Course: Google Data Analytics Capstone: Complete a Case Study
In pursuant of publishing a case study for data analytics assuming the role of a junior data analyst at a fictional company
Data Source: divvy_tripdata for 2023 CSV files downloaded
Background Goal: Understanding the cyclist data and then seeing the potential of converting casual cyclists to member cyclists.
Historical trip data to analyze and identify trends for the year 2023 which can be downloaded from divvy_tripdata. The data has been made available by Motivate International Inc.
This is public data that
There are 12 files with the naming convention of YYYYMM-divvy-tripdata and each file includes information for one month, such as the ride id, bike type, start time, end time, start station, end station, start location, end location, and whether the rider is a member or not.
Power BI using power query is used to combine the data as Excel was unable to churn huge data (going beyond 1 million rows) plus cleaning CSV to xlsx format was tough job and resource hungry.
Power BI: Each column was previewed and checked for the proper column type to proceed further.
The Ride ID is considered the primary key. However, since one year of data is used, no table combination was required. hence primary key role was stagnated to the counting of records.
The Data has null values in the start location and this could be replaced using latitude and longitude data, for this purpose, this is ignored. Th ride ID is the primary key and no duplicate value was found plus length of the ride ID (checked with len) was 16 and hence considered correct
The duration was separated and calculated as the difference between ride end time and ride beginning time.
No columns were deleted however not all columns were used and could potentially be deleted.
First of all, member and casual riders are compared by the type of bikes they are using.
At a glance, it can be seen that there more rides by members than casual riders. the trend remains higher throughout the month. electric bike is mostly used with classic bikes near to it. curiously the docked bike is almost negligently used. we will see further that docked bikes are only used by casual bikers and members don't use the same.
electric bikes peaked at June while classic bikes peaked at August end. This probably is a seasonal impact but such data is not available for validation.

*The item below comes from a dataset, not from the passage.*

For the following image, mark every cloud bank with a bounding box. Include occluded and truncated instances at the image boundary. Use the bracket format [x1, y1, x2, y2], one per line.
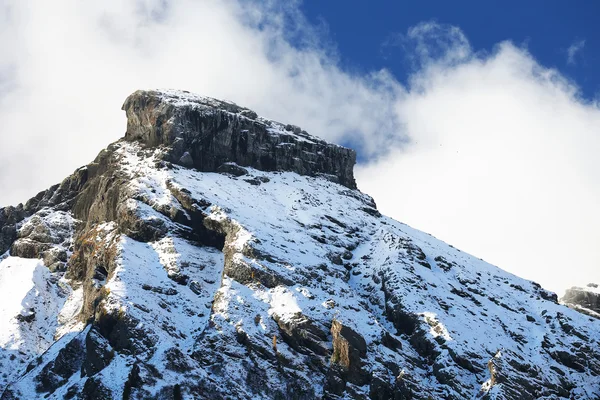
[0, 0, 600, 291]
[357, 24, 600, 293]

When it comes to duration, Casual bike rides take the cake. so if we look at the last discussion, though members make more trips, duration-wise casual bikers do more. accordingly, classic bike usage increases which is the preferred mode by casual bikers.

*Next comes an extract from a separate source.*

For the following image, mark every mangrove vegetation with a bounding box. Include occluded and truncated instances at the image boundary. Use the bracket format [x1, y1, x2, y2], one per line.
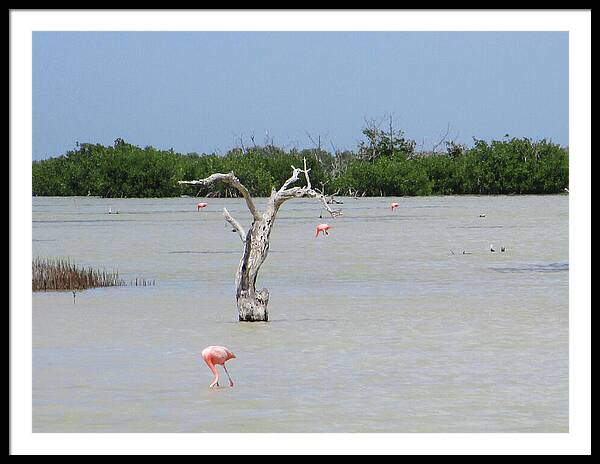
[32, 127, 569, 198]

the casual riders ride more from period April to September. thus classic bike ride duration peaks at August, while electric bike peak at June-July period.
when looking at weekly data, members ride more during weekdays while casual bikers use more during weekends. this can be seen both in duration and number of rides. so the duration anomaly we have seen in the previous slide is caused by casual riders riding a lot more during the weekend. during the weekdays both casual and members ride the same duration.
Casuals are riding a lot less compared to members. However they not only ride for long, they also ride more during the weekends.
- Discontinue docked bikes to save cost because of negligible usage and is only used by casual users. thus generating no income.
- Marketing campaigns might be conducted in spring and summer at tourist/recreational locations popular among casual riders.
- Casual riders are most active on weekends and during the summer and spring, thus they may be offered seasonal or weekend-only memberships.
- Casual riders use their bikes for longer durations than members. Offering discounts for longer rides may incentivize casual riders and entice members to ride for longer periods of time.